Why no one wants their holiday to last forever

28 August 2021

9:00 AM

28 August 2021

9:00 AM

I have been on holiday for two weeks. Well, not quite. You see, a bloke I once met told me that, when you take a long holiday, it’s good to work for a couple of days in the middle, as the contrast will cause you to enjoy your holiday more overall. Since the bloke in question was the psychologist and Nobel laureateDaniel Kahneman, I decided to try this. Unexpectedly, it worked. The principle derives from an idea labelled ‘hedonic adaptation’: the notion that our level of happiness will return to a baseline over time, regardless of circumstances, when our environment remains constant. Put bluntly, it explains why nobody lives permanently on a superyacht, and why, after 14 days in Barbados, you are really quite chipper about the prospect of flying back to Dorking.

At this point, richer (i.e. older) Spectator readers may have spent a few joyous weeks in their cottage in Cornwall, and are considering decamping there permanently. Be careful: it may be that, unbeknownst to you, the most enjoyable aspect of your cottage is the contrast between it and your main home.

Someone who clearly understood the process of hedonic adaptation was the late Sir James Goldsmith, who remarked: ‘When a man marries his mistress, he creates an immediate job vacancy.’ Correspondingly, when a man moves into his holiday home, he may create an immediate urge to travel somewhere else.
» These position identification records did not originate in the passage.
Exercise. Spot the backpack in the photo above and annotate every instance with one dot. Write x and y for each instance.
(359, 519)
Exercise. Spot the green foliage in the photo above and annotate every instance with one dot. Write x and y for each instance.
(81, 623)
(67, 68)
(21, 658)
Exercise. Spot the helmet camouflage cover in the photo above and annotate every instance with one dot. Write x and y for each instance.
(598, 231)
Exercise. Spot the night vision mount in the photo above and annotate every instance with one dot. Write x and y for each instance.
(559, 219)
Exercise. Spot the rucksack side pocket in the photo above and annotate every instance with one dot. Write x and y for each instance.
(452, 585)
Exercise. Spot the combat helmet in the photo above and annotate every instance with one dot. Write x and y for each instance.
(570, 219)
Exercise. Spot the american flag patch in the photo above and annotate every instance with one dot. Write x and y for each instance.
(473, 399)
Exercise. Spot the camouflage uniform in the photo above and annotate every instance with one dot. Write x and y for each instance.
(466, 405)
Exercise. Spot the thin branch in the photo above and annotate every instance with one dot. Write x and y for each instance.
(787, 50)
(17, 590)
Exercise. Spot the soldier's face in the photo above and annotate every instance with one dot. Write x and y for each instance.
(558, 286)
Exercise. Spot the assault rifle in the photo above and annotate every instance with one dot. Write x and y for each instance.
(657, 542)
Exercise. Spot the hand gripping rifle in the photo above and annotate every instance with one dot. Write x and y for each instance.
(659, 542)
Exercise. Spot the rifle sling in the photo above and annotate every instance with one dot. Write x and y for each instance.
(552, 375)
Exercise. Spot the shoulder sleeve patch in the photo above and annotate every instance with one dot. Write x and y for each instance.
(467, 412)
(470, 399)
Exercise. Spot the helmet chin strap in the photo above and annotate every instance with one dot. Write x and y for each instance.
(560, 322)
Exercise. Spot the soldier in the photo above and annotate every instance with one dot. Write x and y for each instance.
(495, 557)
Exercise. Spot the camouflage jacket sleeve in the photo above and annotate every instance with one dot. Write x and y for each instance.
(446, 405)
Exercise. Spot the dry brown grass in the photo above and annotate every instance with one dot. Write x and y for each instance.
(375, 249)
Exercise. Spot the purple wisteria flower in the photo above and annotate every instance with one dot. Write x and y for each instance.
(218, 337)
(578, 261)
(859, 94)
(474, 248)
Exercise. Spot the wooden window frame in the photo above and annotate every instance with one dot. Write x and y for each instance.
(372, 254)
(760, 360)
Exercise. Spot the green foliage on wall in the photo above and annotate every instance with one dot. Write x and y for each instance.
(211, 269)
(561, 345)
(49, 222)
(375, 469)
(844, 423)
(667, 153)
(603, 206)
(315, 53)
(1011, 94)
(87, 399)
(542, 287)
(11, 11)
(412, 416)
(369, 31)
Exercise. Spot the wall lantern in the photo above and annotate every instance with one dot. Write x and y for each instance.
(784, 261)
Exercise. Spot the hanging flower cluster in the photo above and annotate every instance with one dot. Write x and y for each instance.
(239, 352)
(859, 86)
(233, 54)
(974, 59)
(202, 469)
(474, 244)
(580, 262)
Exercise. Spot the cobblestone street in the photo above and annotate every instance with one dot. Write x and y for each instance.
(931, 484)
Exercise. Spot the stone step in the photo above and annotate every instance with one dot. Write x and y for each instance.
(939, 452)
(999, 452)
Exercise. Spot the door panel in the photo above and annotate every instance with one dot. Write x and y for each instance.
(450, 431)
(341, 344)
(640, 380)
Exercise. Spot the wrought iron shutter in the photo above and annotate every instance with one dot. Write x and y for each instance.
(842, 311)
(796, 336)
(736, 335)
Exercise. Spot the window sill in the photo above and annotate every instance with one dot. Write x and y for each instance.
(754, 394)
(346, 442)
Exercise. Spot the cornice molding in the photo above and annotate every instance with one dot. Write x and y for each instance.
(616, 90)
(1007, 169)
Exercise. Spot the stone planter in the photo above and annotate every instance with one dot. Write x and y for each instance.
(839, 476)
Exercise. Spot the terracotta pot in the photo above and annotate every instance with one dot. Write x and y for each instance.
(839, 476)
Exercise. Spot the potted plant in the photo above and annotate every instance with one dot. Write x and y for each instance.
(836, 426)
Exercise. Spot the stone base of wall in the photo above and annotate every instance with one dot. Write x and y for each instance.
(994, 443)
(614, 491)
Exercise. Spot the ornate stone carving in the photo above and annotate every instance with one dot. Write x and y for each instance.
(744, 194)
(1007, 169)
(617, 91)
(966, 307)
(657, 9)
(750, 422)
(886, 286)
What’s interesting about hedonic adaptation is that it is an unavoidable facet of human perception, yet plays almost no part in the formulation of legislation or economic policy, where people pretend to a spurious constancy. The act of looking at the world through a lens of averages often leads people to focus on optimising B, when the better and more resilient solution might be a mixture of A and C. Should we try to discourage driving every day, or should we instigate car-free days? The latter may be much more fun. I call this approach Creme Egg Libertarianism — the idea that people might be better off when free to do what they like, but not all the time.

Certainly we are evolutionarily wired to notice contrasts, not constants. Folk wisdom tells us ‘variety is the spice of life’ and ‘a change is as good as a rest’. Most religions prescribe alternate periods of feasting and fasting, rather than a monotonous diet. Variety matters. As Nassim Taleb observes, the perfect temperature for human comfort is not static: we’re happiest at a slightly high temperature moderated by a random cooling breeze. This is why it feels so damned good when you open the windows in your house. It also explains what’s fundamentally unsatisfying about air conditioning and hermetically sealed buildings. Yet, in the words of my chum Graham Fink: ‘Instead of adapting to our environment as we evolved to do, we are lazily adapting our environment to suit us.’ Or what we think suits us.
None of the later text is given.